En général, les auteurs défendent la coopération entre administrations pour les fraudes massives ou organisées, au-delà des CEE. Elle pourrait s’incarner dans le groupe de travail de La MICAF (mission interministérielle de coordination anti-fraude). Par ailleurs, l’Anah (Agence nationale de l’habitat) avait apparemment évoqué un allègement des taux de contrôle pour les dossiers de rénovation globale… Ils s’y opposent.
En effet, « l’intervention d’un nouvel acteur, Mon Accompagnateur Rénov’, dit MAR, qui n’est pas une instance de contrôle mais d’accompagnement des ménages, et dont l’indépendance vis-à-vis des différentes parties prenantes aux chantiers devra être établie dossier par dossier, ne peut légitimer en soi un allègement des contrôles ». Le MAR pourrait donc être davantage surveillé au cours des prochains mois.

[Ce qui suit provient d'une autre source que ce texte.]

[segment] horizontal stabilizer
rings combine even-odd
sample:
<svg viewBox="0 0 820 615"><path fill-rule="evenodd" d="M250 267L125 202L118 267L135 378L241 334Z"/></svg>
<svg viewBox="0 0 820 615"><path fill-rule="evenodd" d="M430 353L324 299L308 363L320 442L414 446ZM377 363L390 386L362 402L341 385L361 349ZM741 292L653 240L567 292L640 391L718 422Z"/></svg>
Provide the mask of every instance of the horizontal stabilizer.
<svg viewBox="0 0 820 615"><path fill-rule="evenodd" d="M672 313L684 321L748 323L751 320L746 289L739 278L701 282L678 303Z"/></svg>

La mission recommande également de travailler sur les moyens de garantir l’indépendance et l’impartialité des acteurs de la chaîne de production des CEE. Cela englobe « les nouveaux MAR mais aussi les contrôleurs CEE habilités COFRAC, d’autant que ces acteurs peuvent disposer de liens capitalistiques avec d’autres intervenants sur des chantiers CEE ».
6ème période des CEE et incertitudes
Cet été, le Conseil d’Analyse économique recommandait de remplacer le dispositif des CEE en abondant le budget MaPrimeRénov’. Le CAE estimait qu’il n’avait pas « apporté la preuve de sa valeur ajoutée par rapport à un dispositif public de subventions ». Le 17 septembre 2024, la Cour des comptes renchérissait en critiquant son fonctionnement.
Le 24 septembre 2024, Colombus Consulting publiait un rapport jugeant les objectifs des pouvoirs publics, pour la 6ème période des CEE, « hors d’atteinte ». Le 17 octobre 2024, avec la publication de ce nouveau rapport, c’est la gouvernance des CEE qui est critiquée. L’avenir des certificats d’économies d’énergie devient donc très incertain.